(280) Interleukin 1alpha rs1800587 associates with chronic non-crisis pain in sickle cell disease

      Pain is prevalent in sickle cell disease (SCD) patients who display great heterogeneity in pain severity and frequency. Studying the contribution of relevant candidate gene polymorphisms may shed light on the etiology of the pain heterogeneity, allowing for precision pain medicine in SCD. We hypothesize that inflammatory factors are involved in the pathogenesis of sickle cell pain. In this study, we focused on the IL1A C/T polymorphism rs1800587 that is a single nucleotide polymorphism (SNP) located at position -889. The SNP came to our attention because our bioinformatic analysis predicted that this SNP is located in a cis-transcriptional regulatory region modulating the protein expression level. Pain phenotype data were gathered from PAINReportIt, a pain assessment tool for multidimensional pain experience. The composite pain index (CPI) was used as a measurement for the baseline pain.
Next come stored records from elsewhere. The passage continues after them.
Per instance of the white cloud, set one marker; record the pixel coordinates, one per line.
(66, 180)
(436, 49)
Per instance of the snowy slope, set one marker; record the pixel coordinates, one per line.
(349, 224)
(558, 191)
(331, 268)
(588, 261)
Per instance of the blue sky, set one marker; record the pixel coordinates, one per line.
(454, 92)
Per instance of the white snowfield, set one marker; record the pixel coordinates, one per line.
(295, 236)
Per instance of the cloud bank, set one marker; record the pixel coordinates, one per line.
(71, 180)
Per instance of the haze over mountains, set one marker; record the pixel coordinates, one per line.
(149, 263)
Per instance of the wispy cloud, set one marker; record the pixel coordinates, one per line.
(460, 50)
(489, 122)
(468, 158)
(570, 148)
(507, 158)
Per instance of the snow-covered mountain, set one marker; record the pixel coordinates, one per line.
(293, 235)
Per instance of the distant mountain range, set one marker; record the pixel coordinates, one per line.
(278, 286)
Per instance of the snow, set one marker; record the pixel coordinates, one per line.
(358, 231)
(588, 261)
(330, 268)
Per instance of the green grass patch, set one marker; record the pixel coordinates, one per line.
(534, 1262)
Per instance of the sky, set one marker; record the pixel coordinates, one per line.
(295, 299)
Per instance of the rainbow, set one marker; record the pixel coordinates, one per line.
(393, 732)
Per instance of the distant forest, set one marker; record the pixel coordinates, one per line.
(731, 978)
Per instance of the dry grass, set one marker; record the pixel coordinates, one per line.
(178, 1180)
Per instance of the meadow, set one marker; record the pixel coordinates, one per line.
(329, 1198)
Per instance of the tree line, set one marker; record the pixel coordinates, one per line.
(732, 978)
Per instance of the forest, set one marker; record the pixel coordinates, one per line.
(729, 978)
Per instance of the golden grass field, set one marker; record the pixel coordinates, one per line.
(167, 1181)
Utilization of urgent or emergency care due to sickling pain crisis was used as a surrogate for acute pain crisis in SCD. We found the T allele was associated with increased CPI. In our SCD cohort, each T allele was associated with a 3.9 increase in CPI (p=0.04), accounting for 3% of variability in CPI as determined by the additive multiple linear regression. We did not find significant association between this SNP and the patient utilization due to acute pain. These results represent the first indication that IL1A rs1800587 may influence the chronic non-crisis pain in SCD. This study was supported in part by grants from NIH (R01 HL124945, R01 HL098141 and T32DE018381).